The new hotness for functions that ES2015 gave us:

let add = (a, b) => a + b;
// You must declare your new arrow function as a variable: let add
// Parameters of function are defined next: = (a,b)
// Arrow function is almost equivalent to function: =>
// No return statement necessary if only a single line: a + b;

Arrow functions are syntactic sugar, making function declaration more concise.

There are some important catches or gotchas to remember with arrow functions though:

  • Arrow functions do NOT get their own "this" keyword
  • Within an arrow function, "this" is the enclosing context you find the arrow function in
  • For the above reason, it's a best practice to never use arrow functions as methods on objects

Default Parameters

Default parameters are commonly found in other languages, but for JavaScript it's a new trick. They help save on extra code in a function typically used to handle instances where a function is called without parameters.

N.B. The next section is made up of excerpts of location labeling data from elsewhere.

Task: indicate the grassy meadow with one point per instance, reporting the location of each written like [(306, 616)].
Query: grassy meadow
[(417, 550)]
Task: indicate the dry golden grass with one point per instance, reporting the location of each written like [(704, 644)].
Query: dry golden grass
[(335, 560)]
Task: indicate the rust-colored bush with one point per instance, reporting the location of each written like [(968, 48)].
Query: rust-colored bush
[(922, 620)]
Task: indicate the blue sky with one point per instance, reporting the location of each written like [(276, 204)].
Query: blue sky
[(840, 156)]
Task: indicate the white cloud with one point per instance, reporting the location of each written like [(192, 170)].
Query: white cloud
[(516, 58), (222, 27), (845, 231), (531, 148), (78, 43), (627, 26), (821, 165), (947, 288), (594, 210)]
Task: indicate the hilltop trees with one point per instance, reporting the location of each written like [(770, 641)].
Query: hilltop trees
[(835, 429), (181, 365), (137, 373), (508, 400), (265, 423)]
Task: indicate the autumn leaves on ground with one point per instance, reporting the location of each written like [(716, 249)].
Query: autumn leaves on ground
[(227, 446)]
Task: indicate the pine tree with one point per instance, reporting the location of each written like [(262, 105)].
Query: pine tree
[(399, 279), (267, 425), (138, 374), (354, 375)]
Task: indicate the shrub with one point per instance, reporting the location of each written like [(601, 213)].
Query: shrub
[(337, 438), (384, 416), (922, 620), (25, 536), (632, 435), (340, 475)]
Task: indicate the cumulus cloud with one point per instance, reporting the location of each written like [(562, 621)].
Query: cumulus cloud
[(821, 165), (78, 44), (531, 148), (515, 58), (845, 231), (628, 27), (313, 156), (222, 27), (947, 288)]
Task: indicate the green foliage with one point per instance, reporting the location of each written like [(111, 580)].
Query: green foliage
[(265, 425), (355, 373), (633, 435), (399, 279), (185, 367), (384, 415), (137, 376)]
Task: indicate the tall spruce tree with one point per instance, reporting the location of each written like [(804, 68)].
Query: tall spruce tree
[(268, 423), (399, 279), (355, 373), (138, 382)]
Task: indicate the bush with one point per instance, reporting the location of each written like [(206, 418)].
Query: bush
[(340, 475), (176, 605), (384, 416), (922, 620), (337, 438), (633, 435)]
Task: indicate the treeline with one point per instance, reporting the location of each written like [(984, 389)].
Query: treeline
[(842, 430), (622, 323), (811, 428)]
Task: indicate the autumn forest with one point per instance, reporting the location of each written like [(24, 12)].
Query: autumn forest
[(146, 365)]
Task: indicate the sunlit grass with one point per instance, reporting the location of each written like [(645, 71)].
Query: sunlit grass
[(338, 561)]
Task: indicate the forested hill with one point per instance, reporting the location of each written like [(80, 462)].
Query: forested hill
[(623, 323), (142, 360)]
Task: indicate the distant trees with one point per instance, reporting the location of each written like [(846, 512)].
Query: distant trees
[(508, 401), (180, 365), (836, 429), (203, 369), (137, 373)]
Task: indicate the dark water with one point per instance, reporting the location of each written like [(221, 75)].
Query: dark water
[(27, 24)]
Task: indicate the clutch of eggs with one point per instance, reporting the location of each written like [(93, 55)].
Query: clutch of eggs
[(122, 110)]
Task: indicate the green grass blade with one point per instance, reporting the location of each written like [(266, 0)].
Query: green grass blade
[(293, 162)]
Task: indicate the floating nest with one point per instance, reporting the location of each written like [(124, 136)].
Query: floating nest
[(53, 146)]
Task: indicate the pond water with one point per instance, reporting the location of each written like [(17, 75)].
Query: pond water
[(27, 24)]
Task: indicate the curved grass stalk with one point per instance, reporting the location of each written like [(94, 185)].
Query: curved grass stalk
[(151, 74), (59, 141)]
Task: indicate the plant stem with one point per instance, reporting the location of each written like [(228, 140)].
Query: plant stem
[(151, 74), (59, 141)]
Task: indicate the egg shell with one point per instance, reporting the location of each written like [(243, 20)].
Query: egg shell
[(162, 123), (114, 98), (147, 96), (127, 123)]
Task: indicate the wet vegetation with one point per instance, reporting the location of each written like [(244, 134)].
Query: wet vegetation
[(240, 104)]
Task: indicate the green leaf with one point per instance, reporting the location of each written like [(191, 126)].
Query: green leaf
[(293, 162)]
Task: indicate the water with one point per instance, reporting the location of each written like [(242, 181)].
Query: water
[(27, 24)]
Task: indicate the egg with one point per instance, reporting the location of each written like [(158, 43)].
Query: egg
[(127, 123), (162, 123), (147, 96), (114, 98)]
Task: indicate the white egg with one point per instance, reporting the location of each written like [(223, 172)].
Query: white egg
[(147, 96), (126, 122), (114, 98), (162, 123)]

The old school rudimentary way to handle undefined parameters being passed:

function add(a, b) {
    if(a === undefined) {
        a = 0;
    }
    if(b === undefined) {
        b = 0;
    }
    return a + b;
}

The new hotness that saves a lot of code duplication:

function add(a=0, b=0) {
    return a + b;
}

So what happens now? Well, if you call add() without parameters, now you get 0 instead of Not a Number (NaN). As you can see, this function just got a lot cleaner and it still protects against undefined parameters being called!